[Info-vax] Does OpenVMS Use Unicode?
Johnny Billquist
bqt at softjar.se
Wed Jun 15 05:42:30 EDT 2016
On 2016-06-15 08:38, lawrencedo99 at gmail.com wrote:
> On Tuesday, June 14, 2016 at 12:37:54 AM UTC+12, Stephen Hoffman wrote:
>
>> String descriptors — a very primitive and limited form of an object —
>> lacks any sort of character encoding tag, and the file system similarly
>> lacks encoding-related metadata mechanisms.
>
> That’s not fatal. Anything formerly was defined to hold ASCII bytes can simply be redefined to be UTF-8. Lots of things on other platforms have done that.
>
> Just so long as the code for handling it is 8-bit clean. :)
Mostly true. Almost all managing of strings will work just as well if
you suddenly decide that you use UTF-8, and all will work with no changes.
There are only a couple of cases when things break:
1) Figuring out string lengths. The old assumption that one byte is one
character is no longer true.
2) String collating. The sorting order of strings suddenly become very
complex, and you can not at all depend on just sorting based by byte
values any more.
3) String comparisons. If you compare two strings, they might actually
be considered equal even though the byte values are totally different.

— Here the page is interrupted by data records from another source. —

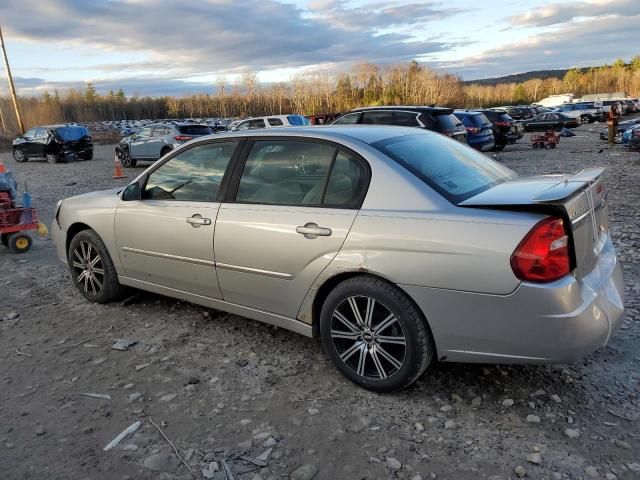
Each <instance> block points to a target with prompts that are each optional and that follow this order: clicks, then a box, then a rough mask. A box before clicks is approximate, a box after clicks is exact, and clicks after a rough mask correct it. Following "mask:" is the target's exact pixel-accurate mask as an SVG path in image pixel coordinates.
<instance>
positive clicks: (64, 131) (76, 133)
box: [56, 127, 89, 142]
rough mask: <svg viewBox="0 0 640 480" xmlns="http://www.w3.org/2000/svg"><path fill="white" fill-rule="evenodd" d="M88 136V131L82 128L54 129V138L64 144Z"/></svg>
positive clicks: (72, 141)
mask: <svg viewBox="0 0 640 480" xmlns="http://www.w3.org/2000/svg"><path fill="white" fill-rule="evenodd" d="M87 135H89V131H88V130H87V129H86V128H84V127H59V128H56V137H58V138H59V139H61V140H63V141H65V142H75V141H77V140H80V139H81V138H82V137H86V136H87Z"/></svg>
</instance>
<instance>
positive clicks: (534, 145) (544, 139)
mask: <svg viewBox="0 0 640 480" xmlns="http://www.w3.org/2000/svg"><path fill="white" fill-rule="evenodd" d="M558 143H560V135H559V134H557V133H556V132H554V131H553V130H547V131H546V132H544V135H531V146H532V147H533V148H556V145H557V144H558Z"/></svg>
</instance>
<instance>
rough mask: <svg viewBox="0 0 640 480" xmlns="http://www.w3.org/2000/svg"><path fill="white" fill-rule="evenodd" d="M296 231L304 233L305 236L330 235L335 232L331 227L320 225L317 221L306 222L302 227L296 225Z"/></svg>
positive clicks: (309, 236) (328, 235)
mask: <svg viewBox="0 0 640 480" xmlns="http://www.w3.org/2000/svg"><path fill="white" fill-rule="evenodd" d="M296 232H297V233H299V234H300V235H304V238H310V239H311V238H316V237H328V236H329V235H331V234H332V233H333V232H332V231H331V229H330V228H323V227H319V226H318V225H317V224H315V223H306V224H305V225H304V226H302V227H296Z"/></svg>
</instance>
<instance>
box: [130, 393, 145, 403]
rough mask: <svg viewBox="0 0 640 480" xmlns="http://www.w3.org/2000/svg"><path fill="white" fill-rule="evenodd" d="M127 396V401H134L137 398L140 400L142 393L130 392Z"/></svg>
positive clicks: (137, 398) (131, 401)
mask: <svg viewBox="0 0 640 480" xmlns="http://www.w3.org/2000/svg"><path fill="white" fill-rule="evenodd" d="M127 398H128V399H129V402H136V401H138V400H140V399H141V398H142V394H141V393H132V394H130V395H129V396H128V397H127Z"/></svg>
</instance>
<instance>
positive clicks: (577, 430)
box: [564, 428, 580, 438]
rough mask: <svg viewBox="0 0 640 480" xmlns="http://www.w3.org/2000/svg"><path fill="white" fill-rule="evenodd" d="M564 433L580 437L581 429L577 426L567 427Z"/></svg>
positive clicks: (570, 437)
mask: <svg viewBox="0 0 640 480" xmlns="http://www.w3.org/2000/svg"><path fill="white" fill-rule="evenodd" d="M564 435H565V436H566V437H569V438H578V437H579V436H580V430H576V429H575V428H565V429H564Z"/></svg>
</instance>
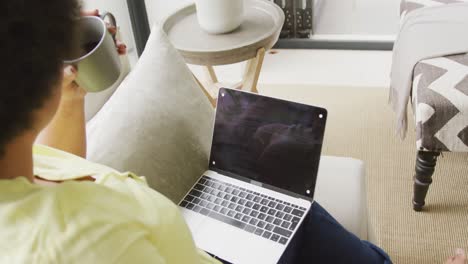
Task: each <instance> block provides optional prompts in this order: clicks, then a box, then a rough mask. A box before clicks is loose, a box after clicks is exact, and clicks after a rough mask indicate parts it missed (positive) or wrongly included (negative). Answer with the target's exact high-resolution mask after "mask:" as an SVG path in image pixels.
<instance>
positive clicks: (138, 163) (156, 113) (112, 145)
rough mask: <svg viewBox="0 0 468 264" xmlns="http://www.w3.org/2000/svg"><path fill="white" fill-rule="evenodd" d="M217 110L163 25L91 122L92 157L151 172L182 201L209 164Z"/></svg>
mask: <svg viewBox="0 0 468 264" xmlns="http://www.w3.org/2000/svg"><path fill="white" fill-rule="evenodd" d="M213 119H214V110H213V108H212V106H211V105H210V103H209V101H208V99H207V98H206V96H205V95H204V93H203V92H202V90H201V89H200V88H199V87H198V85H197V83H196V82H195V80H194V78H193V75H192V73H191V72H190V70H189V69H188V68H187V66H186V64H185V62H184V60H183V58H182V57H181V56H180V55H179V53H178V52H177V51H176V50H175V49H174V47H172V45H171V44H170V43H169V41H168V39H167V37H166V35H165V34H164V33H163V32H162V31H161V30H160V29H159V28H158V27H155V28H154V29H153V30H152V33H151V36H150V38H149V40H148V43H147V45H146V49H145V51H144V53H143V54H142V56H141V58H140V60H139V61H138V63H137V65H136V66H135V68H134V69H133V70H132V72H131V73H130V74H129V75H128V76H127V78H126V79H125V80H124V81H123V83H122V84H121V85H120V87H119V88H118V89H117V90H116V92H115V93H114V94H113V95H112V97H111V98H110V99H109V100H108V101H107V102H106V104H105V105H104V106H103V108H102V109H101V110H100V111H99V112H98V113H97V114H96V116H95V117H94V118H93V119H92V120H90V121H89V122H88V126H87V129H88V159H90V160H91V161H95V162H98V163H101V164H105V165H108V166H110V167H113V168H115V169H118V170H120V171H132V172H134V173H136V174H138V175H142V176H146V178H147V180H148V183H149V185H150V186H151V187H152V188H154V189H156V190H158V191H159V192H161V193H163V194H164V195H166V196H167V197H169V198H170V199H171V200H173V201H175V202H177V201H179V200H180V199H181V198H182V197H183V195H184V194H185V193H186V192H187V191H188V190H189V189H190V187H191V186H192V184H193V183H194V181H195V180H196V178H197V177H199V176H200V175H201V174H202V173H203V172H204V171H205V170H206V168H207V167H208V156H209V148H210V142H211V136H212V126H213Z"/></svg>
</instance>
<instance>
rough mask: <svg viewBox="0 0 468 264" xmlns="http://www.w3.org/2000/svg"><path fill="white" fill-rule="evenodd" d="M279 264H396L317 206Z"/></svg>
mask: <svg viewBox="0 0 468 264" xmlns="http://www.w3.org/2000/svg"><path fill="white" fill-rule="evenodd" d="M221 261H222V260H221ZM224 263H228V262H224ZM279 263H282V264H301V263H307V264H322V263H323V264H342V263H343V264H354V263H355V264H391V263H392V262H391V260H390V257H389V256H388V255H387V254H386V253H385V252H384V251H383V250H382V249H380V248H379V247H377V246H375V245H373V244H371V243H369V242H367V241H363V240H361V239H359V238H358V237H357V236H355V235H354V234H352V233H350V232H349V231H348V230H346V229H345V228H344V227H343V226H341V225H340V224H339V223H338V222H337V221H336V220H335V219H334V218H333V217H332V216H331V215H330V214H329V213H328V212H327V211H325V209H323V208H322V207H321V206H320V205H319V204H318V203H316V202H314V204H313V205H312V208H311V209H310V212H309V215H307V217H306V218H305V219H304V222H303V223H302V225H301V227H300V228H299V230H298V232H297V233H296V235H295V236H294V238H293V240H292V241H291V243H289V245H288V248H287V249H286V251H285V252H284V254H283V256H282V257H281V259H280V261H279Z"/></svg>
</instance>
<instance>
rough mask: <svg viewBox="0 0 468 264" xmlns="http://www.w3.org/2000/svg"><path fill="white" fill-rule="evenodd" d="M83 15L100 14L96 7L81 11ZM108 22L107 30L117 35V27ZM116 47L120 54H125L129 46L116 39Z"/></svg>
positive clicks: (96, 14)
mask: <svg viewBox="0 0 468 264" xmlns="http://www.w3.org/2000/svg"><path fill="white" fill-rule="evenodd" d="M81 15H82V16H99V10H97V9H95V10H92V11H81ZM106 24H107V30H108V31H109V33H111V34H112V36H115V34H117V28H115V27H114V26H112V25H110V24H108V23H106ZM115 47H116V48H117V52H118V53H119V55H125V54H126V53H127V46H126V45H125V44H124V43H123V42H122V41H120V40H118V39H115Z"/></svg>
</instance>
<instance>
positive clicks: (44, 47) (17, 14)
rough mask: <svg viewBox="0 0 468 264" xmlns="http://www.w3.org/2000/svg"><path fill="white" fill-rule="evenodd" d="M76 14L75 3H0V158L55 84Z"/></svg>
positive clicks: (55, 83) (74, 25)
mask: <svg viewBox="0 0 468 264" xmlns="http://www.w3.org/2000/svg"><path fill="white" fill-rule="evenodd" d="M79 12H80V7H79V3H78V1H77V0H47V1H43V0H1V1H0V36H1V38H2V39H1V40H0V63H1V65H2V67H1V69H0V82H1V83H0V124H2V128H1V129H0V156H2V155H3V154H4V151H5V145H6V144H8V142H9V141H11V140H12V139H13V138H15V137H16V136H18V135H20V134H21V133H22V132H24V131H26V130H28V129H30V128H31V126H32V122H33V120H32V118H33V112H34V110H36V109H39V108H40V107H41V106H42V105H43V104H44V102H45V101H46V99H47V98H48V97H49V96H50V95H51V93H52V92H53V88H54V87H55V86H56V85H57V82H58V81H59V80H60V74H61V68H62V67H63V60H64V59H65V58H67V56H68V55H69V54H70V53H71V52H72V51H73V50H74V48H75V47H73V45H74V43H75V42H74V41H73V39H74V37H73V36H74V35H75V34H74V32H75V29H76V21H77V19H78V18H79V15H80V13H79Z"/></svg>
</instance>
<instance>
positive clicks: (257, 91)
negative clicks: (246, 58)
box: [242, 48, 265, 93]
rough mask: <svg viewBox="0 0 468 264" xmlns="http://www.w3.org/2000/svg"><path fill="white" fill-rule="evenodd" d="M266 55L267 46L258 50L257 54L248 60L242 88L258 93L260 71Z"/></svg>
mask: <svg viewBox="0 0 468 264" xmlns="http://www.w3.org/2000/svg"><path fill="white" fill-rule="evenodd" d="M264 57H265V48H261V49H259V50H258V51H257V56H256V57H255V58H252V59H250V60H248V61H247V65H246V67H245V72H244V77H243V79H242V83H243V85H242V88H243V89H244V90H247V91H252V92H254V93H258V90H257V84H258V78H259V76H260V71H261V69H262V65H263V59H264Z"/></svg>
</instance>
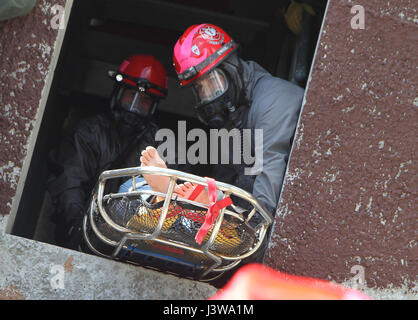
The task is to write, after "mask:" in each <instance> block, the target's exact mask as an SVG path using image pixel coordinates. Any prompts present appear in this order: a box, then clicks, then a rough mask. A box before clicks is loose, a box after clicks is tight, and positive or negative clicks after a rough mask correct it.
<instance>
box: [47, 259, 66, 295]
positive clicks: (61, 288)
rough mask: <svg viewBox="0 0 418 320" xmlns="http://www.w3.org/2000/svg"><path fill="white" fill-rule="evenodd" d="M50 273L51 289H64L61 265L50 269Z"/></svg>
mask: <svg viewBox="0 0 418 320" xmlns="http://www.w3.org/2000/svg"><path fill="white" fill-rule="evenodd" d="M50 273H51V275H52V277H51V280H50V282H49V283H50V285H51V288H52V289H54V290H57V289H65V284H64V281H65V268H64V266H62V265H58V264H56V265H53V266H52V267H51V270H50Z"/></svg>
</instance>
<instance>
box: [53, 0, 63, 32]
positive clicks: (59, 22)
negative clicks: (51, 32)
mask: <svg viewBox="0 0 418 320" xmlns="http://www.w3.org/2000/svg"><path fill="white" fill-rule="evenodd" d="M51 13H52V14H53V15H54V16H53V17H52V19H51V22H50V23H51V28H52V29H54V30H56V29H65V9H64V7H63V6H60V5H59V4H56V5H53V6H52V7H51Z"/></svg>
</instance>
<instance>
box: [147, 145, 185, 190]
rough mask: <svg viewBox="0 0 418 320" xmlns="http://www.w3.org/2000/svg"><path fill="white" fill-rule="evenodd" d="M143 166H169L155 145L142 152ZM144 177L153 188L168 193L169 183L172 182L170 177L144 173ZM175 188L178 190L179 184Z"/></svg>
mask: <svg viewBox="0 0 418 320" xmlns="http://www.w3.org/2000/svg"><path fill="white" fill-rule="evenodd" d="M140 160H141V167H144V166H146V167H159V168H167V165H166V164H165V162H164V160H163V159H161V157H160V155H159V154H158V151H157V149H155V148H154V147H151V146H148V147H146V149H145V150H144V151H142V152H141V158H140ZM143 176H144V179H145V180H146V181H147V183H148V185H149V186H150V187H151V189H152V190H154V191H157V192H162V193H166V192H167V190H168V185H169V183H170V178H169V177H167V176H157V175H154V174H144V175H143ZM174 190H175V191H176V190H177V185H176V186H175V187H174Z"/></svg>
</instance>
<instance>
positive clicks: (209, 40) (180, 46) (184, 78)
mask: <svg viewBox="0 0 418 320" xmlns="http://www.w3.org/2000/svg"><path fill="white" fill-rule="evenodd" d="M237 47H238V45H237V44H236V43H235V42H234V41H233V40H232V38H231V37H230V36H229V35H228V34H227V33H226V32H225V31H224V30H223V29H221V28H220V27H218V26H216V25H212V24H208V23H204V24H199V25H193V26H190V27H189V28H188V29H187V30H186V31H185V32H184V33H183V35H182V36H181V37H180V38H179V40H178V41H177V43H176V44H175V46H174V52H173V65H174V68H175V70H176V72H177V75H178V78H179V80H180V85H181V86H184V85H187V84H189V83H191V82H192V81H194V80H196V79H197V78H199V77H201V76H202V75H204V74H206V73H207V72H209V71H211V70H212V69H213V68H214V67H215V66H216V65H218V64H219V63H221V62H222V61H224V60H225V59H226V58H227V57H228V56H229V55H230V54H231V53H232V52H234V51H235V49H236V48H237Z"/></svg>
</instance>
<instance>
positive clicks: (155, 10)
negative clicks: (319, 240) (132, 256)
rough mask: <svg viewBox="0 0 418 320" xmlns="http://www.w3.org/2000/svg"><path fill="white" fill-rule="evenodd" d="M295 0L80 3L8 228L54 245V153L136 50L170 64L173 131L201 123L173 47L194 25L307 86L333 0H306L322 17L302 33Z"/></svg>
mask: <svg viewBox="0 0 418 320" xmlns="http://www.w3.org/2000/svg"><path fill="white" fill-rule="evenodd" d="M289 2H290V1H285V0H281V1H277V0H273V1H264V2H263V3H246V4H243V3H242V1H235V0H230V1H224V0H222V1H221V0H219V1H211V2H208V1H200V0H199V1H197V0H181V1H168V0H167V1H162V0H142V1H134V0H123V1H99V0H93V1H74V4H73V7H72V10H71V14H70V18H69V22H68V27H67V30H66V34H65V38H64V42H63V45H62V48H61V51H60V53H59V59H58V64H57V67H56V70H55V74H54V78H53V82H52V85H51V90H50V93H49V96H48V99H47V103H46V107H45V111H44V115H43V118H42V121H41V125H40V130H39V133H38V136H37V138H36V144H35V146H34V151H33V155H32V159H31V163H30V167H29V170H28V174H27V176H26V177H21V179H25V185H24V189H23V192H22V195H21V199H20V201H19V203H18V208H17V210H16V212H17V213H16V217H15V219H14V222H13V225H12V226H9V230H11V234H13V235H17V236H21V237H25V238H29V239H33V240H36V241H41V242H46V243H50V244H55V240H54V229H55V225H54V223H53V221H52V220H51V216H52V213H53V207H52V204H51V201H50V197H49V194H48V192H47V191H46V182H47V179H48V166H47V157H48V153H49V152H50V151H51V150H52V149H53V148H54V147H55V146H56V145H57V144H58V142H59V140H60V136H61V133H62V132H63V130H65V129H66V128H68V127H70V126H72V125H74V123H75V122H76V121H78V120H79V119H81V118H84V117H87V116H89V115H92V114H95V113H98V112H107V109H108V104H109V102H108V97H109V95H110V93H111V89H112V86H113V82H112V81H111V80H110V79H109V78H108V77H107V71H108V70H111V69H113V70H115V69H117V67H118V66H119V64H120V63H121V62H122V61H123V59H124V58H126V57H127V56H129V55H131V54H135V53H142V54H152V55H154V56H156V57H157V58H158V59H159V60H160V61H162V62H163V64H164V65H165V67H166V68H167V70H168V72H169V98H168V99H167V100H166V101H164V102H163V103H162V104H161V105H160V107H159V109H158V110H157V113H156V115H155V118H156V120H157V124H158V125H159V126H160V127H161V128H170V129H172V130H173V131H174V132H176V128H177V121H178V120H186V121H187V125H188V128H192V127H201V124H200V122H198V120H197V119H196V118H195V115H194V112H193V108H192V103H193V97H192V95H191V93H189V94H188V95H187V93H184V92H180V91H179V90H180V88H179V86H178V84H177V77H176V75H175V71H174V69H173V67H172V48H173V46H174V44H175V42H176V40H177V39H178V37H179V36H180V35H181V34H182V33H183V32H184V30H186V29H187V27H189V26H190V25H192V24H198V23H202V22H208V23H213V24H217V25H219V26H221V27H222V28H223V29H224V30H226V31H227V32H228V33H229V34H230V35H231V36H232V38H233V39H235V40H236V41H237V42H238V43H240V45H241V47H242V55H241V56H242V57H243V58H244V59H247V60H254V61H256V62H258V63H259V64H260V65H262V66H263V67H264V68H266V69H267V70H268V71H269V72H270V73H271V74H273V75H275V76H278V77H281V78H283V79H286V80H289V81H292V82H294V83H297V84H298V85H299V86H301V87H303V88H304V87H305V86H306V84H307V80H308V75H309V71H310V67H311V63H312V59H313V55H314V51H315V48H316V42H317V37H318V34H319V30H320V27H321V24H322V18H323V15H324V11H325V8H326V1H325V0H323V1H301V2H304V3H306V4H310V5H311V6H312V8H314V9H315V12H316V15H311V14H309V13H308V12H307V11H306V10H305V11H304V10H302V19H301V20H300V33H299V35H296V34H295V33H294V32H292V30H291V29H297V28H298V26H297V25H291V27H289V24H286V20H285V18H284V12H285V11H286V9H287V8H288V5H289ZM57 54H58V53H57ZM185 94H186V96H185ZM180 101H181V103H179V102H180ZM203 174H204V172H202V175H203Z"/></svg>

This is a property of Unicode, but as such, it gets reflected in the
storage of the bytes even if encoded as UTF-8 (this is actually the
issue with point 2 as well).
So, for things that don't care about the actual content of a string, the
current string descriptors will hold a UTF-8 encoded string just as well
as a current Latin-1 string. No changes.
For code that manipulate and examine strings, there are subtle problems.